ということだろう。この見方ができるようになると,C++でソフトウェアをデザインする際に,選択の幅が広がる。

1つ目は,今までのやってきたことを言い換えただけ。型判別の switch 文の変わりになるということは,仮想関数の代わりになるということ。2つ目は,Dispatcher のスコープを関数内,ファイルスコープ,その他の名前空間など,つまりコード中のどこにでも置けるということを言い換えただけだ。

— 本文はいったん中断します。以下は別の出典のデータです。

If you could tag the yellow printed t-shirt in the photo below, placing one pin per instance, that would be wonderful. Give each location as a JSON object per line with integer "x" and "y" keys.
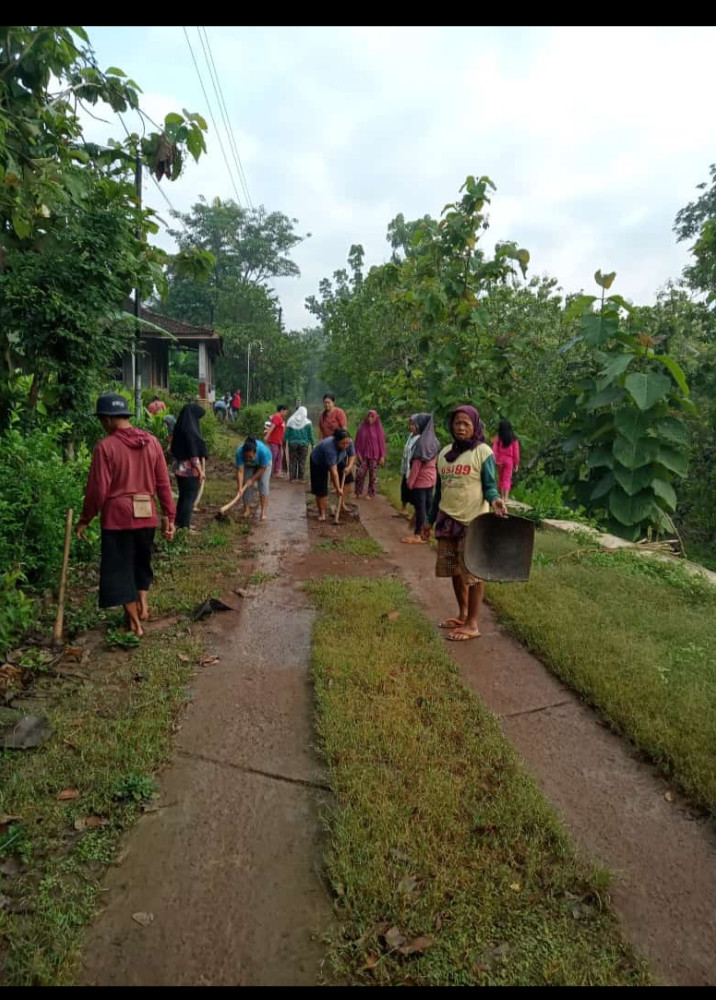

仮想関数追加によるクラスの拡張を縦方向の拡張だとしたら,Double Dispatch による機能の追加は横方向の拡張だといえるだろう。Double Dispatch の機能をクラスに追加するだけで,拡張の方向が,1次元から2次元にレベルアップするようなイメージだろうか。何がすごいのか,言葉にできなくてもやもやしてみたものが,言葉にできてよかった。

絵にするとこんな感じ
http://farm2.static.flickr.com/1382/700635427_02c3d50e60_o.png
縦方向が,クラスの機能だとしよう。楕円のひとつひとつが,それぞれのクラスの実装だとすると,メンバ関数を追加するのは,縦長の楕円を縦に延ばすイメージ。クラスの機能を追加するには,4つの縦長の楕円をいじる必要がある。それに対して,Double Dispatch の場合は,必要に応じて,新しいクラスをひとつ追加するだけで良い。メンバ関数の追加はそのクラスを利用する全てのコードに影響を与えるのに対し,Dispatcher のスコープは実装者が自由に選ぶことができる。
・・・あ,いまさらながらに「データと処理を分離する」の言いたいことが分かった(笑)。しかし,正確に言えば「データと処理を分離するためにも使える」だろう。分離するかどうかはクラスの設計次第だ。新しい機能を dispatcher で実現するか,メンバ関数の追加で実現するかは,その時々の状況次第ってこと。